コンパスビッツは、ハイエースワイドロングを使用した「コンパス」の標準ボディバージョンの位置付けで、よりコンパクトで運転しやすい。
なお、ここではポップアップルーフ架装モデル紹介しているが、標準ボディハイルーフを使用したコンパスビッツハイルーフも選択できる。
コンセプト
コンパスシリーズで最もコンパクトなモデル。しかしポップアップルーフとエクステンションウインドウを架装することにより、広く開放的な車内を実現している。
2列目シートを前向きにすることにより、計6名が前向き乗車でき、また大人3名、子供2名が就寝できるベッドを持つ。これにより、小さな子供を持つファミリーに適したレイアウトとなっている。
なお、フロントシートに3名乗車できるので、仕様では7名乗車が可能。(オプションの特設仕様にするとフロントシートは2名着座になり、計6名乗車となる)
エクステリア
ポップアップルーフとエクステンションウインドウを架装
ハイエース標準ボディバンDXをベース車に、ポップアップルーフとエクステンションウインドウを架装している。ポップアップルーフはベース車にうまく馴染んで美しい。
ルーフを下げると車高は2090mmになり、多くの高さ制限のある駐車場にも入ることができる。
エクステンションウインドウは後部ではベッド長を拡張し、前部ではギャレーの奥行きを拡張して、室内を広く見せることに貢献しているほか、断熱対策にもなっている。

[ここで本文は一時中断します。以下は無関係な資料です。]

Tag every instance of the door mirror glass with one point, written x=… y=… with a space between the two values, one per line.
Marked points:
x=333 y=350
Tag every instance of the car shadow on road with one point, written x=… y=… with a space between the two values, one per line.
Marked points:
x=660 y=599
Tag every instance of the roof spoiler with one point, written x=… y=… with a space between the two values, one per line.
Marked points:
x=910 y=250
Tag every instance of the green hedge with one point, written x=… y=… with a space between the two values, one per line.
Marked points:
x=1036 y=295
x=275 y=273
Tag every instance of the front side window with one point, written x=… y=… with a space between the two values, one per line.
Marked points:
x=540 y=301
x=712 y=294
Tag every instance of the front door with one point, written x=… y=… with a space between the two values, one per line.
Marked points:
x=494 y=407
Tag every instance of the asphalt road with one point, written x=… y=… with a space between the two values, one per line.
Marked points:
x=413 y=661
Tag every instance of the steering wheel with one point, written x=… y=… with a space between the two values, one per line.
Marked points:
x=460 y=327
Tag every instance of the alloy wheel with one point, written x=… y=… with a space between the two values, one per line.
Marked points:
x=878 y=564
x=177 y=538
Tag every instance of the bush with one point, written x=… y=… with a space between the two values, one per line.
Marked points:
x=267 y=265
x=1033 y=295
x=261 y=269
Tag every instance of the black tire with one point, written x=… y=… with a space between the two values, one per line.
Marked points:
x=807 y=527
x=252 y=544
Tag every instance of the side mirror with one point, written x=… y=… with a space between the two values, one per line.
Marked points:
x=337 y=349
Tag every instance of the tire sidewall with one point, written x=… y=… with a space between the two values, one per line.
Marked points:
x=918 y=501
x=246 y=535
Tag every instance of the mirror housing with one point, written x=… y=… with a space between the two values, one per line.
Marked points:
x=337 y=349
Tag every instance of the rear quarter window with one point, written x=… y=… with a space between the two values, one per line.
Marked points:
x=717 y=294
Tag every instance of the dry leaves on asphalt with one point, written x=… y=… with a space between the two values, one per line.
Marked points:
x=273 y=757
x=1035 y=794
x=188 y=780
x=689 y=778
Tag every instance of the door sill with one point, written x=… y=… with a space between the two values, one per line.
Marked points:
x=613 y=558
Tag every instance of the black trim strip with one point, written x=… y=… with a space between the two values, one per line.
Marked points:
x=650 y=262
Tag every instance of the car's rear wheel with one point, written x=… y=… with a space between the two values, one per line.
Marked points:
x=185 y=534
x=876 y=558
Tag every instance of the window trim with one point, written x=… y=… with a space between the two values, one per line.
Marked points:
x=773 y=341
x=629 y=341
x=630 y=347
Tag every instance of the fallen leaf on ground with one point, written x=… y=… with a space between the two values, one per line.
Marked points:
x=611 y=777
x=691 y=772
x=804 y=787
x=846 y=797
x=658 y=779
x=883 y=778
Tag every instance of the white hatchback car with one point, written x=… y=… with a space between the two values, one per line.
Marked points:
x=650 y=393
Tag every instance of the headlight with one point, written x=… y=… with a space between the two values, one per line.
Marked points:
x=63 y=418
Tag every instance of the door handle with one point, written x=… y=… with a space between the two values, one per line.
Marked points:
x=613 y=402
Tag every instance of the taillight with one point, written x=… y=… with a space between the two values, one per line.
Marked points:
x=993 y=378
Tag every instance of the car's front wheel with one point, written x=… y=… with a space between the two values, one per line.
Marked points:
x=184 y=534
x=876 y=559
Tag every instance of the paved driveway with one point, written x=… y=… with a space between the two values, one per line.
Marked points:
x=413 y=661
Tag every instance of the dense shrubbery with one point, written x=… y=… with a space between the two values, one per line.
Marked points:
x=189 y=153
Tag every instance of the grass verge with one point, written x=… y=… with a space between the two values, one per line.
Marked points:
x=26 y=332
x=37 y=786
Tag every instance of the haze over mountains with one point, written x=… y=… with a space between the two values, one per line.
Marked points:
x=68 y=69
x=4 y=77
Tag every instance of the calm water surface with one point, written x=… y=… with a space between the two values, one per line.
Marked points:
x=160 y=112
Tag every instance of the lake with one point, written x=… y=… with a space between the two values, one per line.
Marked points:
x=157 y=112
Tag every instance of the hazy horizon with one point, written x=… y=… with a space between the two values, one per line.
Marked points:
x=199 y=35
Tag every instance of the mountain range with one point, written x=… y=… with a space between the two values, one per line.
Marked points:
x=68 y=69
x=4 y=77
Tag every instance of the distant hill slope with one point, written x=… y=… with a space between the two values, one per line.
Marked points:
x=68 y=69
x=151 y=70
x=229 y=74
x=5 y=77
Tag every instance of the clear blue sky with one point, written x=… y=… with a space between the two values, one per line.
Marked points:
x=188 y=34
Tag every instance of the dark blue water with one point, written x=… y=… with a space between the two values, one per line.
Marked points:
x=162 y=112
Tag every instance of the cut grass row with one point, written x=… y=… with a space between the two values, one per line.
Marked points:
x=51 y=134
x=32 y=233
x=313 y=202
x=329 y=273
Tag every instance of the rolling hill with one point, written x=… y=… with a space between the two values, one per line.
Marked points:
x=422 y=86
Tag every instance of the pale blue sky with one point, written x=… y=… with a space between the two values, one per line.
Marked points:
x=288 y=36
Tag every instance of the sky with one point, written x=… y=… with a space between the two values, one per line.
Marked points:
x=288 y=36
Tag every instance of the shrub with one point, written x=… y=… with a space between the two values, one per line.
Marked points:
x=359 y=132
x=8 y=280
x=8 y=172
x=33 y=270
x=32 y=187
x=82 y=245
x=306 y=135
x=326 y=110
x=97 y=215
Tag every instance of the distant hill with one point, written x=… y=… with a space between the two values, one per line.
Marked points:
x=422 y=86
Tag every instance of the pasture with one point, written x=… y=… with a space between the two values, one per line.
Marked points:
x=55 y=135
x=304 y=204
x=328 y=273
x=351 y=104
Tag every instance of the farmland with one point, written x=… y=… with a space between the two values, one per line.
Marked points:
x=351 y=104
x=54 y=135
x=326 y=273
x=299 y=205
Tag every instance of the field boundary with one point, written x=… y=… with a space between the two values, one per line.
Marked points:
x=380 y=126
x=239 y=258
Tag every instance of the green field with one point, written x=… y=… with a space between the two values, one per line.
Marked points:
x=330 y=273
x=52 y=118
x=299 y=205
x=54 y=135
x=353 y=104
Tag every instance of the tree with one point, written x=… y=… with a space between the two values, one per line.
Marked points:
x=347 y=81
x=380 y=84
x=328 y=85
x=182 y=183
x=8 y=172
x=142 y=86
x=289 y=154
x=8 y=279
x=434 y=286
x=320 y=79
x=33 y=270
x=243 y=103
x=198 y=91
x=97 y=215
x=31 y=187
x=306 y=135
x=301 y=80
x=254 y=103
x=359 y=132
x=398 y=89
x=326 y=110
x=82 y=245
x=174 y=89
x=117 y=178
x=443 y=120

標準はDXグレードで、カラードバンパーやメッキグリルはオプション。またTSSP(Toyota Safty Sense P)もオプションになる。
更に、GL パッケージを選択するとカラードバンパー、メッキフロントグリル、電動格納式リモコンドアミラーなどが付く。また、特設仕様 も選択すると、S-GLのフロント2人掛シート、メッキアウトサイドハンドル画度も付けることができる。
なお、ポップアップルーフのテント生地がオプションで選択でき、防水カラーテント・グレー、ブルーorカーキが選択できる。また、防寒インナーテント
もオプションで用意されている。
インテリア
コンパスビッツのインテリア(写真:ホワイトハウス)
コンパスと共通で、明るくカジュアルなインテリアになっている。またオプションで運転席、助手席も同じデザインのシートカバーが用意されている。
インテリアデザインの変更や選択肢については記述が無いが、オリジナルで不満はないレベルだ。また調光システムがオプションで用意されている。
レイアウト
2列目と3列目のシートがマルチモードシートになっており、2列目シートを後ろ向きにすると対座ダイネットになる。また、前向きにすると計7名が前向きでドライブできる(特設仕様では6名乗車)。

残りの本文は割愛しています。